I climbed down after her to be sure she was OK.
I spent a little time with my barista in the undergrowth.
I suspect that she had a weak heart, because we really didn’t get much time together before she expired.
Not a bad thing, I supposed, because I didn’t want to be gone for too long.
I confess, I was once again tempted into taking a shiny dragonfly necklace from her neck as a wee keepsake.
I retrieved Daisy’s satchel, which she’d dropped near by. Taking the pregnancy test from my pocket, I pressed her fingers all over it. Remember, folks: fingerprints made immediately after death cannot be discerned from those made while alive.
On the return journey, I left my outer jacket in the doorway of a British Heart Foundation charity shop—I like to give back when I can.
I wiped my shoes down and arrived back at my networking event.
No one had noticed my absence, of course.
I collected my phone and enjoyed a few whiskies in celebration.
When the night was drawing to a close, I cajoled one or two fellow guests to share a taxi with me.

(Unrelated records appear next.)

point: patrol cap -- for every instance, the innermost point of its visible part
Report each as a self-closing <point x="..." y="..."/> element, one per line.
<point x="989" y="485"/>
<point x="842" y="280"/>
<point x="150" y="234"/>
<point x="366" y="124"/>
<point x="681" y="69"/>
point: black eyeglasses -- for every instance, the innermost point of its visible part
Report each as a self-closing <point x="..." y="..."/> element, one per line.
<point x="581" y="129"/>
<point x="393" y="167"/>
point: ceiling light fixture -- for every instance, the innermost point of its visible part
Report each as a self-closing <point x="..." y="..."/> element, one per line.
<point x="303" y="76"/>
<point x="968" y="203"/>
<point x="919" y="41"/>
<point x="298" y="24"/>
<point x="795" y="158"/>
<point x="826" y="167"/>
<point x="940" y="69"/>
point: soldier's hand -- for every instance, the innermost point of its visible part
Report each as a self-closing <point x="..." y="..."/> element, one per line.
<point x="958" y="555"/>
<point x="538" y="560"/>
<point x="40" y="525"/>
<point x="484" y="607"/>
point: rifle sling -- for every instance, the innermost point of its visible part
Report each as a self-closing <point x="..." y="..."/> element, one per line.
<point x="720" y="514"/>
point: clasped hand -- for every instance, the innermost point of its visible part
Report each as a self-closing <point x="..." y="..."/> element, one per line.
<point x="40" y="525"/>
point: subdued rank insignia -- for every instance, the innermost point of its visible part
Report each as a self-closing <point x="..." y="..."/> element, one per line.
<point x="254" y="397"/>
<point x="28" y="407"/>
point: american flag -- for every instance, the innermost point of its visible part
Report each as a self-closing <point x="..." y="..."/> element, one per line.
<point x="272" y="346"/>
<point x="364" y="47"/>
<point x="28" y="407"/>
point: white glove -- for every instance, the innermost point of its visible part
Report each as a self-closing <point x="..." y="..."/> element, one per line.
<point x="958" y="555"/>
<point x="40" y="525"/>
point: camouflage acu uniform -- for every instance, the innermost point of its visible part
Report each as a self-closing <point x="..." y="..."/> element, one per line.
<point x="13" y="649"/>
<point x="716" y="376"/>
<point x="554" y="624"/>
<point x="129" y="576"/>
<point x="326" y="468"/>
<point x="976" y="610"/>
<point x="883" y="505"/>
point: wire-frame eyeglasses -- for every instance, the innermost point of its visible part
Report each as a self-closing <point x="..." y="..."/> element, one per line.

I got dropped off first, and when I entered the hotel, I made a pointless inquiry at the front desk to ensure that the receptionist noted my arrival and thus added more weight to my alibi.
In my room I ordered a paid-for movie, to prove that I was indeed present in the hotel.
Creating alibis in this way ensured that I was unlikely to be labeled a suspect in Daisy’s murder and introduced reasonable doubt, should I have had the misfortune of ending up on trial.
I took a little pride in the pregnancy-test red herring, imagining police officers and profilers looking closely at the men in her life.
As long as Daisy wasn’t some rainbow-flaunting rug-muncher—and based on her haircut and fingernails, I didn’t believe she was—there was bound to be a man somewhere in her periphery upon whom suspicion would land.
I didn’t receive so much as a phone call about the whole thing.
Daisy’s ex-boyfriend was arrested for the crime.
Unluckily for him, he was working in the same city that very weekend.
I couldn’t have planned it better. The boyfriend was charged but the jury found the case not proven and he went right back to his life.
I doubt he ever thinks about poor little Daisy.
I do.
I think about her every day, as I sip my macchiato.